Un roman de Yishaï Sarid publié chez Actes Sud en 2025.
Yishai Sarid est un avocat et romancier israélien, auteur de romans policiers et de littérature générale. Sa notoriété prend son envol lorsqu’il remporte le Grand Prix de littérature policière en 2011 pour Le Poète de Gaza. Je découvre cet auteur avec son roman Le Monstre de la mémoire publié en 2020. J’ai été impressionnée par ce roman saisissant qui raconte l’histoire d’un historien spécialiste de la Shoah devenu guide des camps de la mort.
Emballée par ce livre, je suis allée faire un petit tour du côté sombre des romans de l’auteur et ce n’était pas pour me déplaire… C’est même tout le contraire. Je vous présente son roman le plus récent : La Nuit du hackeur.
L’histoire :
À l’heure où la puissance monopolistique des géants de la tech est désormais un fait manifeste, La nuit du hackeur apporte une terrible et brillante illustration de notre monde et des choix que chacun peut ou doit faire.
Ce thriller est une saisissante plongée dans les entrailles du Web. Le héros, Ziv, est un surdoué du piratage informatique. C’est un jeune Israélien qui ne vit que par et pour son ordinateur. Son quotidien et, plus vraisemblablement, sa conscience le rongent tant qu’il préfère se noyer dans le travail et les arcanes de la toile. C’est un asocial timide et angoissé. Il présente de surcroit une attitude si distante et froide avec ses pairs que son profil coche toutes les cases du parfait sociopathe. Dans la sphère professionnelle, ses compétences hors normes suscitent pourtant l’admiration. Au début du roman, il est débauché de l’armée pour rejoindre une start-up spécialisée en cybersurveillance.
Dans cette société qui vend ses services à des états étrangers, le travail du jeune homme consiste à « identifier les failles dans les systèmes de protection des téléphones et des ordinateurs pour pouvoir les pirater ». Ainsi avec une insolente facilité, nous le suivons pénétrer le quotidien de chacun, partout dans le monde. Il espionne, flic et épie sans véritable conscience. Il accède à des fichiers, messages, photos et autres mots de passe. Il écoute des appels, regarde ou géolocalise des anonymes. Et qu’il soit en capacité de s’infiltrer dans l’intimité des autres ne le préoccupe nullement. Qui plus est, le patron de sa boîte est sympa. Ses collègues ne sont pas trop mal non plus, et l’argent rentre facilement, alors qu’est-ce qui pourrait déraper ? Ziv semble avoir trouvé le parfait emploi et le parfait équilibre, à savoir vivre dans son monde, distant et imperméable à la souffrance des autres.

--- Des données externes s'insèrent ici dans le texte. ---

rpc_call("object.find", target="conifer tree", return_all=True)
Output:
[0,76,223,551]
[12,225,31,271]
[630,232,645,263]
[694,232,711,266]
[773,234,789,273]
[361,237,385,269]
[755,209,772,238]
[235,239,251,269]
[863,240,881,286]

Le jour où son chef décide de l’envoyer dans un obscur pays d’Europe de l’Est pour y développer un programme pour « cybersurveiller » des gens présentés comme des criminels, son monde va peu à peu vaciller… Sa conscience se réveillera-t-elle ?
Sans en dévoiler davantage, je peux juste affirmer que La nuit du hackeur est un polar à la fois très malin et très effrayant.
- Très malin à cause du choix du narrateur : Ziv devrait être une véritable pourriture. Son profil présente toutes les caractéristiques du parfait psychopathe. Et pourtant au fil des pages, le regard du lecteur semble s’adoucir vis-à-vis d’un personnage qui semble s’humaniser. Aurait-il en fait une conscience ?
- Très effrayant parce que ne nous y trompons pas : si le narrateur n’est qu’un personnage fictif qui joue les supers espions dans des pays qui n’existent pas, et si le nom de Pegasus (logiciel espion installé à distance) n’est jamais prononcé, ce roman interroge sans détours sur des outils et des services aujourd’hui bien réels.
Et à travers ce narrateur, l’auteur révèle ni plus ni moins l’existence d’ingénieurs qui développent de nos jours des logiciels espions à des fins éminemment problématiques.
Un polar qui certes fait froid dans le dos mais terriblement efficace qui donne à réfléchir sur les déviantes profondeurs de la high-tech d’aujourd’hui.